Dienstag, 11. August 2020



Kampf um die Ressourcen des Mittelmeers

Libyen: Erdöl/Erdgas. Griechenland, Ägypten, Türkei und Malta: Kampf um maritime Erdgas- und Erdölvorkommen entbrannt. ‚Einheitsregierung‘ in Tripolis gibt libysche Ansprüche praktisch auf. 

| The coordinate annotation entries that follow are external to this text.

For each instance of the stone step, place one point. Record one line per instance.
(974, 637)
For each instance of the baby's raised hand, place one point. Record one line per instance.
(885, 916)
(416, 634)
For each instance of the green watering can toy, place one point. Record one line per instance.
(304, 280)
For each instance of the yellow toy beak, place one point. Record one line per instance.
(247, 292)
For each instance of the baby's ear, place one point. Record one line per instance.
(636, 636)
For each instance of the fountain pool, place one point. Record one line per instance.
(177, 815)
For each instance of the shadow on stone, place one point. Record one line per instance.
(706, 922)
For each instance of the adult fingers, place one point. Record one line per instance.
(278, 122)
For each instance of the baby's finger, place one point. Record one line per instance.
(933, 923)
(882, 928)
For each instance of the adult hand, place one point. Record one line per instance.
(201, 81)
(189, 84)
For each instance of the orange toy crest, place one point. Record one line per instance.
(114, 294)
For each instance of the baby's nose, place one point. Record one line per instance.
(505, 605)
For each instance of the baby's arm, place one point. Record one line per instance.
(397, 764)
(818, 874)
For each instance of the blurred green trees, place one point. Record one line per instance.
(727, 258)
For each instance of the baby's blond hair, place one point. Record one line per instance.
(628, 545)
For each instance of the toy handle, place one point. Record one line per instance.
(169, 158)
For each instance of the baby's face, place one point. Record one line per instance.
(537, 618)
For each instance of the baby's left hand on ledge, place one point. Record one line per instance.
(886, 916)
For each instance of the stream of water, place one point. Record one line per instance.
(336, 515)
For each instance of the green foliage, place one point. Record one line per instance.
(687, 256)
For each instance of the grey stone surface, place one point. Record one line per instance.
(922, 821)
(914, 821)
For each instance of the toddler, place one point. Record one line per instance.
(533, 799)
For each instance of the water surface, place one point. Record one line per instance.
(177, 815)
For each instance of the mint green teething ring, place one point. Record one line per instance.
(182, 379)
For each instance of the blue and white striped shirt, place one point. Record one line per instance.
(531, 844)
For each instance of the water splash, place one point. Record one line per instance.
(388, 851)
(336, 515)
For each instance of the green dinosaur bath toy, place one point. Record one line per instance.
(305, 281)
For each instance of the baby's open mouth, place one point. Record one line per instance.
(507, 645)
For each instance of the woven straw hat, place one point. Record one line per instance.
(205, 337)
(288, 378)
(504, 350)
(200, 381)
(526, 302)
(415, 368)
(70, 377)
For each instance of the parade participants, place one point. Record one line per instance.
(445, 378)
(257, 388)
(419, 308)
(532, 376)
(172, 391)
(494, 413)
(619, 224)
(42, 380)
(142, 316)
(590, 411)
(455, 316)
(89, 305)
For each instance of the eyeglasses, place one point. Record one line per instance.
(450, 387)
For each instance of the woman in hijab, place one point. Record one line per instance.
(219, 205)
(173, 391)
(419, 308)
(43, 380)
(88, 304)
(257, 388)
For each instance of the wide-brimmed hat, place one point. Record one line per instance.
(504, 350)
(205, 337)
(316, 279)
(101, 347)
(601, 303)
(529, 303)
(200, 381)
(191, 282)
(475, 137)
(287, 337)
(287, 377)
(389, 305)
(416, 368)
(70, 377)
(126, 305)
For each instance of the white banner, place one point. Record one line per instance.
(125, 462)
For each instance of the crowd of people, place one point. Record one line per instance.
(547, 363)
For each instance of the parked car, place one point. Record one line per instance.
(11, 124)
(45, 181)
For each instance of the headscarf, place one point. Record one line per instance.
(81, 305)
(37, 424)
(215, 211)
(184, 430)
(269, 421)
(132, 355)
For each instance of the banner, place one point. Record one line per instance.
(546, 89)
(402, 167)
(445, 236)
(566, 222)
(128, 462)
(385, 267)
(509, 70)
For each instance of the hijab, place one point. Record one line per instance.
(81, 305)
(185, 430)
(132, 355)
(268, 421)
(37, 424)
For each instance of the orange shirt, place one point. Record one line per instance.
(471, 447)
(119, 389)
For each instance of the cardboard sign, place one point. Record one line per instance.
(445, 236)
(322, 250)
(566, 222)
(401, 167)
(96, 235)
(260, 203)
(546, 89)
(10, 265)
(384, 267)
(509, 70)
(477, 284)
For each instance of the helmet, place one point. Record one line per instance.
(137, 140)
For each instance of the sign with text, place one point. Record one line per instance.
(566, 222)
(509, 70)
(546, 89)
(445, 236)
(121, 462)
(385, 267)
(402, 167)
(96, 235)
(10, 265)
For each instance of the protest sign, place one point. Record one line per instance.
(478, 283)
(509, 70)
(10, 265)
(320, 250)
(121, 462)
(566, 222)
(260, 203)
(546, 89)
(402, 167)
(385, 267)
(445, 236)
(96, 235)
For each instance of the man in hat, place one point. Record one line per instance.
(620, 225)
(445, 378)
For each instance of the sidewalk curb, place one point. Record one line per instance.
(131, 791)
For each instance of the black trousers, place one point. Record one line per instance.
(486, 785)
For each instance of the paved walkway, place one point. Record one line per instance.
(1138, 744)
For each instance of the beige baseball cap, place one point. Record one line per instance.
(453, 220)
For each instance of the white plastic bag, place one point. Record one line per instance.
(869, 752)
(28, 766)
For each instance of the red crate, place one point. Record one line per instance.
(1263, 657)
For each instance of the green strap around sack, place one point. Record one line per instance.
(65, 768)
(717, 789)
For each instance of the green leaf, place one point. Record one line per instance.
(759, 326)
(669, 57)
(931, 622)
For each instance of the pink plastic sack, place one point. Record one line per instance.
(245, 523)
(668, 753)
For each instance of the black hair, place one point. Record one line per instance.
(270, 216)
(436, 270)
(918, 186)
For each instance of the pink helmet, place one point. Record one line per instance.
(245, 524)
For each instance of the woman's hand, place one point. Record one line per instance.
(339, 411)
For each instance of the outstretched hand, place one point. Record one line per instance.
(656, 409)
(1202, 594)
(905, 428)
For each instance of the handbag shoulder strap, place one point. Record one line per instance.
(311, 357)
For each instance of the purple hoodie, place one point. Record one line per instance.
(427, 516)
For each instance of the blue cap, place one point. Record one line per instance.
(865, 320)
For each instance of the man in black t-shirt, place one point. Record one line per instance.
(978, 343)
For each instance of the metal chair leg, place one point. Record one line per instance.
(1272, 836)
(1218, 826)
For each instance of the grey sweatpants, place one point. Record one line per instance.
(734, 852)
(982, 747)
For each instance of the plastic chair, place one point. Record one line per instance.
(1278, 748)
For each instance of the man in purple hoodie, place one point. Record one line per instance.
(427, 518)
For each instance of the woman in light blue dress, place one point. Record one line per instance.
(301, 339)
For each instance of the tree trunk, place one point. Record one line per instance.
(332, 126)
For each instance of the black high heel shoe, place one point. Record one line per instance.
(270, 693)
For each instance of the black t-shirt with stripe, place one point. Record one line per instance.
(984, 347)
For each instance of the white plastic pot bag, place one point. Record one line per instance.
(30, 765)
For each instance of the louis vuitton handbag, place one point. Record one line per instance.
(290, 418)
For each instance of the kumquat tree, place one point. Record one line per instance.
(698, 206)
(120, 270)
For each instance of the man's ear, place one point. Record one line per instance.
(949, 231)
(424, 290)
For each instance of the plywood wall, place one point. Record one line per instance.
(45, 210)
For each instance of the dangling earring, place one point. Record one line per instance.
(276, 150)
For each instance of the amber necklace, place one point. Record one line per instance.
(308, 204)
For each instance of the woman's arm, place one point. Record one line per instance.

Ägypten und Griechenland unterzeichnen Abkommen, das Türkei-Tripolis-Vereinbarung aushebelt
Um dem zwischen der Türkei und der ‚Einheitsregierung‘ in Tripolis geschlossenen Abkommen zu sogenannten Ausschließlichen Wirtschaftszonen im östlichen Mittelmeer Paroli zu bieten, haben am 06. August Ägypten und Griechenland ein Abkommen zur maritimen Grenzziehung unterzeichneten, mit dem eine Ausschließliche Wirtschaftszone zwischen Ägypten und Griechenland eingerichtet wurde. Das Gebiet weist vielversprechende Öl- und Gasreserven auf, deren Nutzung koordiniert werden soll.
Die ‚Einheitsregierung‘ in Tripolis hatte 2019 ein ähnliches Abkommen mit der Türkei geschlossen, das nach internationalem Recht als nicht haltbar beurteilt wird. Dem Abkommen hätte auch das libysche Parlament zustimmen müssen, dem es nicht einmal vorgelegt wurde. Kritisiert wurde auch, dass die Türkei mit Libyen keine gemeinsame Seegrenze hat und die Inseln Kreta und Zypern keine Berücksichtigung finden. Laut Experten hebt die neue Ziehung der Seegrenze zwischen Ägypten und Griechenland das unrechtmäßige Abkommen zwischen der Türkei und der libyschen ‚Einheitsregierung‘ auf, denn es lässt keine Möglichkeit für eine Verbindung zwischen der Türkei und Libyen, stehe aber laut dem griechischen Außenminister Dendias fest auf dem Boden des Völkerrechts. Damit sei das Türkei-Tripolis-Abkommen in die Tonne getreten.
Ägypten hofft, durch das rasche Wachstum der ägyptischen Erdgaslieferungen zu einem regionalen Energieknotenpunkt zu werden. Es bildete zusammen mit Griechenland, Zypern, Israel, Italien und Jordanien das sogenannte Gasforum Östliches Mittelmeer, das den Gasmarkt der Region entwickeln soll und von dem die Türkei ausgeschlossen ist.
Das libysche Parlament begrüßte das zwischen Griechenland und Ägypten geschlossene Abkommen, das das zwischen der Türkei und der 'Einheitsregierung' unterzeichnete Abkommen hinfällig mache und den türkischen Ambitionen in Libyen zuwider laufe.
Anschauliches Foto über den maritimen Grenzverlauf Griechenland - Ägypten:
https://twitter.com/smmlibya/status/1292031236077228035/photo/1

Trotz bereits getroffener Entscheidung des Internationalen Gerichtshof zugunsten Libyens will Malta Ansprüche mit Hilfe der Türkei durchsetzen
Malta steht im Libyen-Konflikt fest an der Seite der ‚Einheitsregierung‘ in Tripolis. Dies dürfte nicht ganz uneigennützig sein, denn bei dem Treffen zwischen dem türkischen Außenminister Cavusoglu, dem maltesischen Außenminister Bartolo und dem Präsidenten des Präsidialrats as-Sarradsch am 06.08. in Tripolis spielte der libysche Festlandssockel eine wichtige Rolle. Wie AlMarsad berichtet, versucht Malta ein Seerechtsabkommen mit der 'Einheitsregierung' in Tripolis zu unterzeichnen, das dem ähnelt, welches die 'Einheitsregierung' mit der Türkei geschlossen hat.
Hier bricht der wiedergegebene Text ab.